# Problem with height adjuster



## Glenmore (Sep 10, 2004)

My craftsman router I have is a fixed based router I'm having problems with the height adjustment it won't turn either up or down. Tried to take it apart but won't even come loose what can I do with it besides throwing it against the wall. I'm that aggraviated with it.


----------



## Woodnut65 (Oct 11, 2004)

Hi Glenmore:
Not knowing the specific on your router, my guess is the its bound up. I would
get out the booklet from Sears and disassemble the unit. Something may be stripped
and or broken. If that won't work I would suggest that you buy a better router,
Porter Cable, Hitachi, Makita etc. Over the years I have found that Craftsman tends
to be expensive, when you consider that you will have to replace it anyhow.

Hope this helps, Woodnut65


----------



## reible (Sep 10, 2004)

Glenmore said:


> My craftsman router I have is a fixed based router I'm having problems with the height adjustment it won't turn either up or down. Tried to take it apart but won't even come loose what can I do with it besides throwing it against the wall. I'm that aggraviated with it.


 Can you take a picture of the model so we know what kind it looks like. Sears has had a lot of models and they vary greatly on how they work. I would how ever suggest the use of a small rubber hammer to lightly tap the housing. I'm guessing it might be sawdust and oxides of the housing making a bond.

I have an old craftsman router, my first router which I purchased in the mid '70's, it still works fine, never had to replace anything...... I have a few jigs from the same time frame and now the router is used for those and a few other times when I need one with a 1/4" shank. That old router has a lot of hours on it and a few more to go.

ED


----------



## fredsintheshop (Sep 10, 2004)

I over-adjusted mine once (tried to raise the bit too far) and the housing bound and became mis-threaded. I had to really reef on it in order to turn it back into alignment.
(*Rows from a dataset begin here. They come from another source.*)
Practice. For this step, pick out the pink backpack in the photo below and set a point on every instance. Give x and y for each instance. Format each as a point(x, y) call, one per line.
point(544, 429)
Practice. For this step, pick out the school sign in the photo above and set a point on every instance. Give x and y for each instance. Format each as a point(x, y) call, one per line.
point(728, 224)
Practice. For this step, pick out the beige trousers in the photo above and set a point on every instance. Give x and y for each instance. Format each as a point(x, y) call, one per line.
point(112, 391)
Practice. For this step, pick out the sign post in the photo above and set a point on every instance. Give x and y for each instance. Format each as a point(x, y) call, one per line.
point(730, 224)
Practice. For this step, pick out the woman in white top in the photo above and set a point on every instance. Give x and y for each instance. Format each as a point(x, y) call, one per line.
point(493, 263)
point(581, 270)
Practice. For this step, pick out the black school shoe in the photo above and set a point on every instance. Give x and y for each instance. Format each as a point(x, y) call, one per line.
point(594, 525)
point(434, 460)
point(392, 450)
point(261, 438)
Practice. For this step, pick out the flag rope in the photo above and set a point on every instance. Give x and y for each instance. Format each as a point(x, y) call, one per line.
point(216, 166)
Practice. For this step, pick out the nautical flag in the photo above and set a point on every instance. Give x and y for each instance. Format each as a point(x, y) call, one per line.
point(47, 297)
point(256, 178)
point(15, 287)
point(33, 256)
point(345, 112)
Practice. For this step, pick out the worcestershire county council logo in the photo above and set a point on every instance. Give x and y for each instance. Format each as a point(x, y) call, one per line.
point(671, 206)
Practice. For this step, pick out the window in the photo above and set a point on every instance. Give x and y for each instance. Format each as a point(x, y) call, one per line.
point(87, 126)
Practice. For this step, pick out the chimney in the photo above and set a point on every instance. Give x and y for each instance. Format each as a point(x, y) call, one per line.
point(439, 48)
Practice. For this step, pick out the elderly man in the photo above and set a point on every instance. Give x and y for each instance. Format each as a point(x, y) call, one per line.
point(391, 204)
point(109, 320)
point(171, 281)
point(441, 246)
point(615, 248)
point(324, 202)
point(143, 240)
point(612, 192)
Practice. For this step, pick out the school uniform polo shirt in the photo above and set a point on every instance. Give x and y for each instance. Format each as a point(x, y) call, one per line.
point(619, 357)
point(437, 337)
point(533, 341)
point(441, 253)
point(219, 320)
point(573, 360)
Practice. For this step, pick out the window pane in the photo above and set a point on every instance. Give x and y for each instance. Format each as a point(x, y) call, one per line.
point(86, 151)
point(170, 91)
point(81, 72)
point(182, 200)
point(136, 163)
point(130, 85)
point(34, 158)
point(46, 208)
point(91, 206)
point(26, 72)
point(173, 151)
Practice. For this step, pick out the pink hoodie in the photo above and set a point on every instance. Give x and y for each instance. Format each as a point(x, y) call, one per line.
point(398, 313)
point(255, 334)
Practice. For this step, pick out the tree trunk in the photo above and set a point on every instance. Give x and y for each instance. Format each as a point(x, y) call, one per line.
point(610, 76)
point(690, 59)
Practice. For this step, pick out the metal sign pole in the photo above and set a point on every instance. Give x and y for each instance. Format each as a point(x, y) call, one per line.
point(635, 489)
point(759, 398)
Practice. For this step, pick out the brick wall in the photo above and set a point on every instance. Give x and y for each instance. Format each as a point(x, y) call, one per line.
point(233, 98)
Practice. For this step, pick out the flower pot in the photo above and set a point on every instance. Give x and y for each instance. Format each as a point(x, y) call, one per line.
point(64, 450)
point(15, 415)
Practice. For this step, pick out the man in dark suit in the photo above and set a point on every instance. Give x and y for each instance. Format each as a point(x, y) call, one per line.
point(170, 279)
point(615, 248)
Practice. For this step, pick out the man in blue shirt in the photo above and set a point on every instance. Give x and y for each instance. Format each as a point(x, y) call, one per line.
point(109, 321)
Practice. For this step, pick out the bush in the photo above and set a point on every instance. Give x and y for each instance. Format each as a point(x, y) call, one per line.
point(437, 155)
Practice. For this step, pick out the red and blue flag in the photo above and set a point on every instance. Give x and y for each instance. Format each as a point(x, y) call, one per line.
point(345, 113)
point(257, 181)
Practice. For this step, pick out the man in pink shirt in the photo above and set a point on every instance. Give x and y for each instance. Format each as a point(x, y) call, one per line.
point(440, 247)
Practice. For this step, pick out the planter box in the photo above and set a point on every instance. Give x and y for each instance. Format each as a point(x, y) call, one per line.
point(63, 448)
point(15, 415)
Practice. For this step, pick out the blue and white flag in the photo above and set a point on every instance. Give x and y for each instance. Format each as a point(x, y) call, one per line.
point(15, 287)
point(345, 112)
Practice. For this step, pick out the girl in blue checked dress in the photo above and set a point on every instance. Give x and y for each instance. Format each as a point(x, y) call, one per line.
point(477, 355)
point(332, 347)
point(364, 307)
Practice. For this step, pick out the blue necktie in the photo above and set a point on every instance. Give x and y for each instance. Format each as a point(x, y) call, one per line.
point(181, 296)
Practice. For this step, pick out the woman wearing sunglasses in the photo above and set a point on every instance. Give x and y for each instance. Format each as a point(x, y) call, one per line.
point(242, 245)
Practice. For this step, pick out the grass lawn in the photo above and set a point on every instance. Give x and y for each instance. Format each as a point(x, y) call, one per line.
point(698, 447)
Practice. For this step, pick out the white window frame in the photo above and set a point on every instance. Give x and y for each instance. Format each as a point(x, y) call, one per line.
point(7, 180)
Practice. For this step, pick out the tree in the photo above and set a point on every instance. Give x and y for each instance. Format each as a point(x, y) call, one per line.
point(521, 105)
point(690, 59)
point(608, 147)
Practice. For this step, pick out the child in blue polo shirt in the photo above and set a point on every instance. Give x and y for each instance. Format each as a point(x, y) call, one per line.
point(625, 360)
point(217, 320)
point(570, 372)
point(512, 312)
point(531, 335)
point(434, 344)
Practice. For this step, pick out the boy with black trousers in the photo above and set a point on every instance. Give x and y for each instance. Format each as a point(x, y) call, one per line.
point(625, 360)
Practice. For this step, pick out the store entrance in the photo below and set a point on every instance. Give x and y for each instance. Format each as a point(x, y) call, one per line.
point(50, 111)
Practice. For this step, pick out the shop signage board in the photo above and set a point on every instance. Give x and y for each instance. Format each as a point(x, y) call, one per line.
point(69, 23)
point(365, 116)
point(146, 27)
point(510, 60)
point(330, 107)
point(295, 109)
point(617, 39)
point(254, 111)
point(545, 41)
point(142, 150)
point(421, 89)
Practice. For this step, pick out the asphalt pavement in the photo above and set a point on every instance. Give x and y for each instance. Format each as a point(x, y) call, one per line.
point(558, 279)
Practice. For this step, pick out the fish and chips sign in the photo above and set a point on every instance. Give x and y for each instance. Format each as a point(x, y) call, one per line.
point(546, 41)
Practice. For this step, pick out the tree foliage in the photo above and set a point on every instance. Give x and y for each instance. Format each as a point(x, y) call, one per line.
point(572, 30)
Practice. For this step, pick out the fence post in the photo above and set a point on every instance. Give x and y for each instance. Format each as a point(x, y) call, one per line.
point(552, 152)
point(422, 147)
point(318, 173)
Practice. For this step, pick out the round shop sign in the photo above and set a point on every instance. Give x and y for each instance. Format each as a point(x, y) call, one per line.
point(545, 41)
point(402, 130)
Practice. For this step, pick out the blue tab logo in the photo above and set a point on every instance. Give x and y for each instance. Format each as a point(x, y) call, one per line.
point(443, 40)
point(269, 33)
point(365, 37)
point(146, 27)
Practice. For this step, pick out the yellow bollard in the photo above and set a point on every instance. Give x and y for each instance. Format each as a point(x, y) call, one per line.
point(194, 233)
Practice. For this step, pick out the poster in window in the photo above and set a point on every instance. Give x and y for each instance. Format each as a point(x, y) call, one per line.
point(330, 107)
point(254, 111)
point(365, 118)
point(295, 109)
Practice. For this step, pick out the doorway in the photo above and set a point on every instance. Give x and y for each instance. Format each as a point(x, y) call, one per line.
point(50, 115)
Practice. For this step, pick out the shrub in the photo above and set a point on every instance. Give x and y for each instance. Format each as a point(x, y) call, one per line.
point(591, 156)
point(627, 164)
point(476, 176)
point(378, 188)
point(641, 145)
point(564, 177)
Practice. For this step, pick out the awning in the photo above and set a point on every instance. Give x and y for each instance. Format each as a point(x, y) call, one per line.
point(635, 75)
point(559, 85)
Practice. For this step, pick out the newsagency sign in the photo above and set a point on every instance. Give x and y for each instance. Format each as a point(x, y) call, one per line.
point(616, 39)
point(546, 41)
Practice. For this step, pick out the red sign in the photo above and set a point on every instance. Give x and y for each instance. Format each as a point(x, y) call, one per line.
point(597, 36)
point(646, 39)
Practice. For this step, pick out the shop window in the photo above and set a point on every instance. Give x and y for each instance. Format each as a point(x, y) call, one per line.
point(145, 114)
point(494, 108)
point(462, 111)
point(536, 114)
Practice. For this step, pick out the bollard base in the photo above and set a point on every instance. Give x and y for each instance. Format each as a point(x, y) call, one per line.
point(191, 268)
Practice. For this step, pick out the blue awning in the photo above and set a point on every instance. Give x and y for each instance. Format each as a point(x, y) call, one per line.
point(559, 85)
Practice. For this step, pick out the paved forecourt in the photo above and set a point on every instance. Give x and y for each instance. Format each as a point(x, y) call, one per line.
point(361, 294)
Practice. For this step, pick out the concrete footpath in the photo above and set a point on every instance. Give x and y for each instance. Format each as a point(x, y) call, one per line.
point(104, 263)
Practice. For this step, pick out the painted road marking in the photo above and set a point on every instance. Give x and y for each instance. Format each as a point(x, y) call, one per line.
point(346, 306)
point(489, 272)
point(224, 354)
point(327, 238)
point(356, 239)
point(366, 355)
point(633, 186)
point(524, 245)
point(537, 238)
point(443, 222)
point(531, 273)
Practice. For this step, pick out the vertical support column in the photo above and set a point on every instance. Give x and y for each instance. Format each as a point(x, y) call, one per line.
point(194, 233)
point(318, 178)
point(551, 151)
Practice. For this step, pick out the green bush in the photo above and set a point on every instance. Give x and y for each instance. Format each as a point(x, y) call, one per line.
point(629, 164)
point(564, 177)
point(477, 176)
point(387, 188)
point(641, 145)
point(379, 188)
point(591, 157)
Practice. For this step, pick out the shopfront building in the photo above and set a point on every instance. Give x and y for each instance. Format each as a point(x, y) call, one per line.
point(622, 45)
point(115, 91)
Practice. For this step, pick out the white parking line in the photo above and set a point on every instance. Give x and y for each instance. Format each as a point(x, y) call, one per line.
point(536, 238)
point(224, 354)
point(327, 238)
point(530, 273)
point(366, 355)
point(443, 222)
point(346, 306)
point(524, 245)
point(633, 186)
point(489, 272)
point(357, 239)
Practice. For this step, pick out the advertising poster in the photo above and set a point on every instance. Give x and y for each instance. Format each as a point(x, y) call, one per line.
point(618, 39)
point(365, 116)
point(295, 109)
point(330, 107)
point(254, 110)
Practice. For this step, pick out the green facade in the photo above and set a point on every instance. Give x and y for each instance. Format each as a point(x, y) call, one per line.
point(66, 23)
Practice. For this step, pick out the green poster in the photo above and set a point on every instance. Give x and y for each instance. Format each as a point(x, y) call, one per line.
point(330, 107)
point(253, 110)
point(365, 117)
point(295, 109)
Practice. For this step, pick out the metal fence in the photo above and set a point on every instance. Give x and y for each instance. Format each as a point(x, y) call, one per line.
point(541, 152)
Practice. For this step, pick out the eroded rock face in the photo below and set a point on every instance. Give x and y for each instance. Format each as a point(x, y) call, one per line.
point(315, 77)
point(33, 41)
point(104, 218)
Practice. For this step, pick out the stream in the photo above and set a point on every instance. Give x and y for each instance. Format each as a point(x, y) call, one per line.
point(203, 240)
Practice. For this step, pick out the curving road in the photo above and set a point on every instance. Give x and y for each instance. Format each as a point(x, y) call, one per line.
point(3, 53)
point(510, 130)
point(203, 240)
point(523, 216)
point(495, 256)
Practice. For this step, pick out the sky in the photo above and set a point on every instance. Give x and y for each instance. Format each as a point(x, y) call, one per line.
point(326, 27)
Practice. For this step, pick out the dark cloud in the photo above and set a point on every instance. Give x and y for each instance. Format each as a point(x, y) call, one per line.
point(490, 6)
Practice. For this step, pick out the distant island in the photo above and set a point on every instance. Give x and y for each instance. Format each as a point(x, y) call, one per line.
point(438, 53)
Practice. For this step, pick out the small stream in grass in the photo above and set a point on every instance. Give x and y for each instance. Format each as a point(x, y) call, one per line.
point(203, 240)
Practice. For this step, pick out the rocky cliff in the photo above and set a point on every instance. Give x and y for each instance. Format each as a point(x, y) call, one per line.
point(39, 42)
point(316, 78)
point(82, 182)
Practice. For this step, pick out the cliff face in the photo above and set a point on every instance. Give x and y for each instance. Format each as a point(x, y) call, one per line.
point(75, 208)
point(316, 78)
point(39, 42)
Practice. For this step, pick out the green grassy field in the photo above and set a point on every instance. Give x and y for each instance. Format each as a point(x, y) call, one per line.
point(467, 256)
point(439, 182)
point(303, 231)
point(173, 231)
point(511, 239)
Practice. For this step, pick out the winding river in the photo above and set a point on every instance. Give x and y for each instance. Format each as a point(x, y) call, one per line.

I assume yours has the plastic height adjustment housing on the outside of the router. You turn the housing and the router bit raises and lowers.

Hope this helps.


----------



## Glenmore (Sep 10, 2004)

Sorry don't have one of them cameras I looked at the book and it doesn't tell me much about the break down. And yes I'm using my porter cable that I had in my router table. Intend to get another in the near future. Thanks guys for the help I'll figure it out some day so I'll either fix it or break it darn crapsman.


----------



## DONALD (Sep 12, 2004)

Glenmore said:


> Sorry don't have one of them cameras I looked at the book and it doesn't tell me much about the break down. And yes I'm using my porter cable that I had in my router table. Intend to get another in the near future. Thanks guys for the help I'll figure it out some day so I'll either fix it or break it darn crapsman.



Glenmore the problem you're having is exactly like the one I just finished repairing. The height is adjusted by a small plastic knob. There is a gear rack located inside the router this rack is secured by two screws from inside the router housing. These screws can be removed from the out side only if you can raise the motor unit but they dont have to be removed. There should be screws on the other side that must be removed to take the router apart. If you have removed these screws and still can't get it apart you may have to spray some WD40 into any opening you can especially around the adjusting knob. Try this first and it still won't move. Give the WD40 a few minutes to work. You don't want to take it apart unless that's the only way. Between the housing and motor there is a tempered thin piece of sheet metal that will make it hard to put the whole thing back together again. If you do get it apart probably all it needs is a good cleaning. When you go to put it together don't tighten the screws that hole the rack in all the way. Wrap the sheet metal around the inside the housing and just under the rack. Hold it there and tighten the rack screws and it should go together. TRY the WD40 first and give it time to work. If you have a compressor try blowing the WD40 deeper. Before I discovered how to secure the sheet metal I almost threw the whole thing in the trash. Good luck.


----------



## Glenmore (Sep 10, 2004)

Thanks for the info I didn't do much of anything with it yet but thats what I'm going to do spray some wd 40 in it and let it soak. Thanks


----------



## g-man (Sep 10, 2004)

*Height adjustment on Craftsman router*



Glenmore said:


> Thanks for the info I didn't do much of anything with it yet but thats what I'm going to do spray some wd 40 in it and let it soak. Thanks



I wish I knew what model you have. I have a 10 year old Craftsman router. Sometimes wood dust gets in between the housing and the motor. I spray silicone spray onto it and let it penetrate for a few minutes. You should've dropped the motor down every once in a while and vacuumed it out around the threads on the housing.


g-man


----------



## Mike (Nov 22, 2004)

Does your router have a knob you turn to adjust the height or does it have the cam locking band that you twist around the router body? I have a 1 1/2 hp model with the locking band and it has a couple ball bearings inside the band which adjust the height. It is prone to getting a small build up of sawdust inside the band which blocks the balls from moving. By removing the cam locking lever you will get the band to open enough to get it apart, and yes, the ball bearings will go flying. a quick clean up and a lot of frustration trying to reinstall the balls will get you back in working order. Make it a point to use a dry lube since oil or WD40 will attract more sawdust. And like gman said, make it a point to vacuum out the threads on a regular basis.


----------